Tras muchos y muy vanos rodeos, opté por el artificio de pretender leerle la suerte que alguna superchería fundió en la palma de su mano y revelarle así el destino irrevocable que estaba a punto de alcanzarla. Tomé su mano con falso arte prestidigitador. Recorrí en voz alta las salvajes líneas que lo determinaban todo. Le auguré algún porvenir infausto y otro más adelante que enmendaba la crueldad del anterior. Desde lo alto ella derramaba una pretendida fe a ese espectáculo de presagios empobrecidos. Reservé la última de esas líneas para los designios del amor. Debió comprobar el sudor de mi propia mano convertida en una sola con la suya.

Sin escrúpulos me apropié de lo que ella misma me había contado y enumeré el recuento de sus amores allí en su piel como en un olvido recuperado. Cierto trazo peculiar de su palma fue el capricho para distinguir a partir de dónde le deparaba el futuro inmediato. Estaba increíblemente cerca de poder besarla pero cada centímetro entre nosotros era un abismo alejándonos. Le aseguré lo pronto que iba a conocer a un nuevo amor. Pero creo haber tardado en comprender que al decirle lo inminente que era descubrir esa persona en su vida, me había puesto a mí mismo en tal prometedor lugar y el incómodo silencio que se hizo entre nosotros requería de una próxima iniciativa.

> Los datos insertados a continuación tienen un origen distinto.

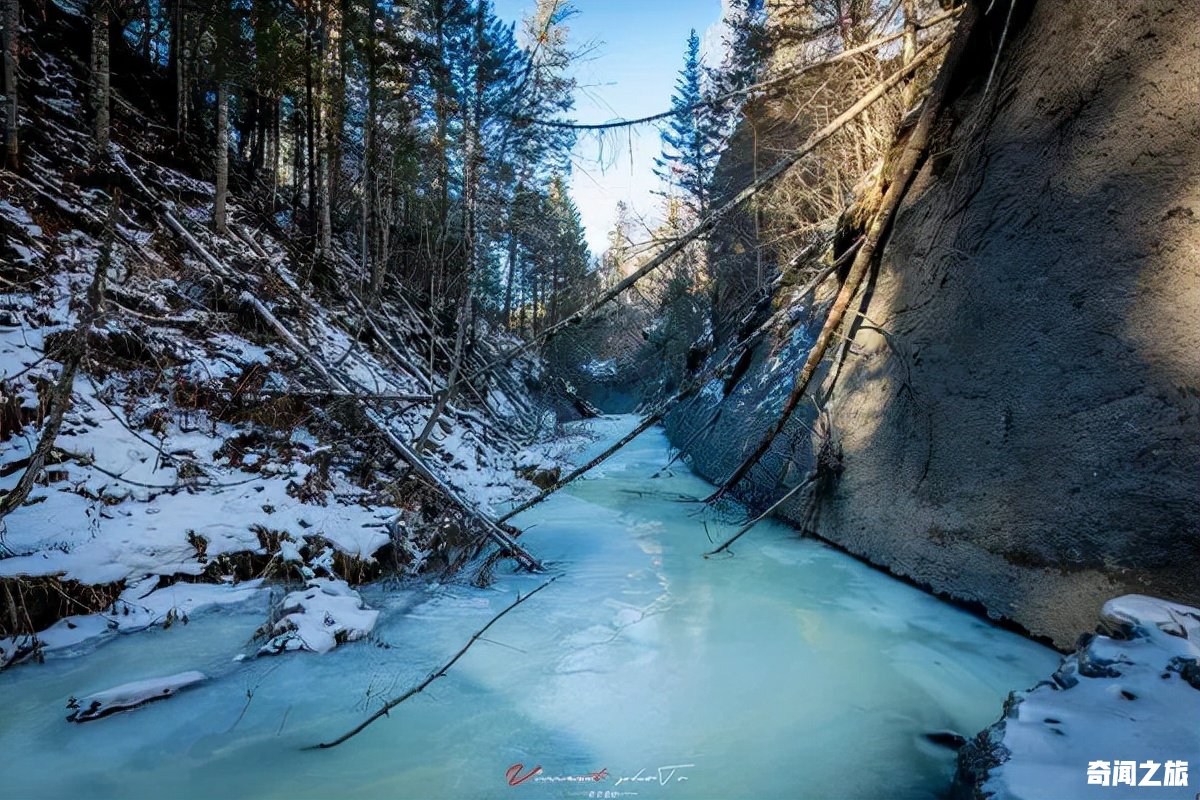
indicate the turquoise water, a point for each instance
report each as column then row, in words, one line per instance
column 787, row 671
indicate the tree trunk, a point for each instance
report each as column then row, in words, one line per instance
column 222, row 156
column 509, row 280
column 310, row 122
column 100, row 77
column 371, row 265
column 909, row 96
column 179, row 66
column 73, row 354
column 11, row 55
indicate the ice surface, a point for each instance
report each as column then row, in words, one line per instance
column 789, row 671
column 1122, row 697
column 129, row 696
column 321, row 617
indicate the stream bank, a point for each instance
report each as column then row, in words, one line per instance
column 643, row 655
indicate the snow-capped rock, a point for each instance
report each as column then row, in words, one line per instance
column 1125, row 707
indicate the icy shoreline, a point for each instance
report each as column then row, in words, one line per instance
column 1125, row 707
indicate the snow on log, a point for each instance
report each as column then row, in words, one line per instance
column 321, row 617
column 130, row 696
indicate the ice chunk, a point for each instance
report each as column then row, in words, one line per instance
column 321, row 617
column 129, row 696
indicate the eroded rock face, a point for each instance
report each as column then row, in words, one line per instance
column 1020, row 417
column 1129, row 693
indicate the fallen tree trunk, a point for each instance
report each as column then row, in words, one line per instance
column 910, row 158
column 432, row 677
column 745, row 528
column 60, row 397
column 403, row 451
column 714, row 217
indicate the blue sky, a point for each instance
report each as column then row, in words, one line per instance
column 630, row 72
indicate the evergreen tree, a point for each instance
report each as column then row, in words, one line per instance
column 691, row 138
column 744, row 44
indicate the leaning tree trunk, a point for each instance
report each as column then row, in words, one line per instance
column 100, row 77
column 11, row 54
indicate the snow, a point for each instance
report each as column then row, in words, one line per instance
column 129, row 696
column 600, row 368
column 321, row 617
column 142, row 605
column 635, row 659
column 1123, row 696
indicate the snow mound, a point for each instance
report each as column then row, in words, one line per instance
column 1122, row 708
column 129, row 696
column 321, row 617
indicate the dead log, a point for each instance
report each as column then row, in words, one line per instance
column 72, row 355
column 906, row 167
column 744, row 529
column 372, row 420
column 433, row 675
column 723, row 211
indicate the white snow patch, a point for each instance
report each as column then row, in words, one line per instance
column 129, row 696
column 321, row 617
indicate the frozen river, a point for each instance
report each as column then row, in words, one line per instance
column 787, row 671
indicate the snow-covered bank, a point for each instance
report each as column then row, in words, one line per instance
column 130, row 696
column 789, row 671
column 198, row 445
column 1121, row 711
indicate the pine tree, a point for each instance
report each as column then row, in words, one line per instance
column 691, row 138
column 744, row 44
column 11, row 53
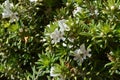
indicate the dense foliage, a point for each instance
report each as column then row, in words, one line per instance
column 60, row 40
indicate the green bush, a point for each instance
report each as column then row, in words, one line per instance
column 60, row 40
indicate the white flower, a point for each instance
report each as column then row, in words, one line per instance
column 33, row 0
column 7, row 11
column 63, row 26
column 82, row 53
column 52, row 72
column 96, row 12
column 56, row 36
column 77, row 10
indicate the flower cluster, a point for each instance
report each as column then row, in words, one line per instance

Puede que haya abandonado su mano enseguida. Puede que tartamudeé mi nombre al presentarme como aquel que aguardaba al final de ese artificioso camino reservado para ella. Puede que contemplé sus labios como el náufrago a la última botella de agua. Puede que le pregunté si podía besarla, y en ese caso los latidos de mi corazón condenaron su respuesta al silencio. Puede que me haya acercado como un colibrí y ella fue una flor. Puede que ese primer beso haya durado un instante o una eternidad. Lo cierto es que cuando tu vida como la mía en ese entonces está al borde de una revelación, los detalles se envilecen frente al imperio de los sentidos, y en lugar de verte a ti mismo sentado de una manera o de otra, muy cerquita de la mujer ante quien claudicas o estúpidamente distante, de si el tú me gustas se anticipó o no al quiero estar contigo, de si mi barbilla era como una espada en el aire o ella entornó los ojos antes del momento decisivo, todo aquello queda en el reino de lo incierto sepultado por una sensación de escalofrío, la sangre agolpándose en un rubor supremo, los ojos enajenados por una visión de otro mundo, un cuerpo que dibujas con las manos, el sabor como a néctar que te nutre, tu piel estéril que se hace fecunda.

Y así fue cómo el amor se descubrió para mí en una profecía largamente anunciada. La había visto mucho antes de bajar de ese edificio siendo ella misma todas las mujeres y ninguna, pero solo a partir de aquel día la pude nombrar con el conjuro de sus cinco letras y reconocer cuando comparecía ante su belleza. Y si la amé antes de saber quién era y ella dio su rostro a esas apariencias que pudieron ser las de cualquiera, marchada ya de mi lado, la soledad me interroga ahora a quién pertenecerán esas formas que vagan como sombras sin cuerpo por el gigantesco panteón de mis días con la noche cayéndoles encima para desvanecerlas en los olvidos.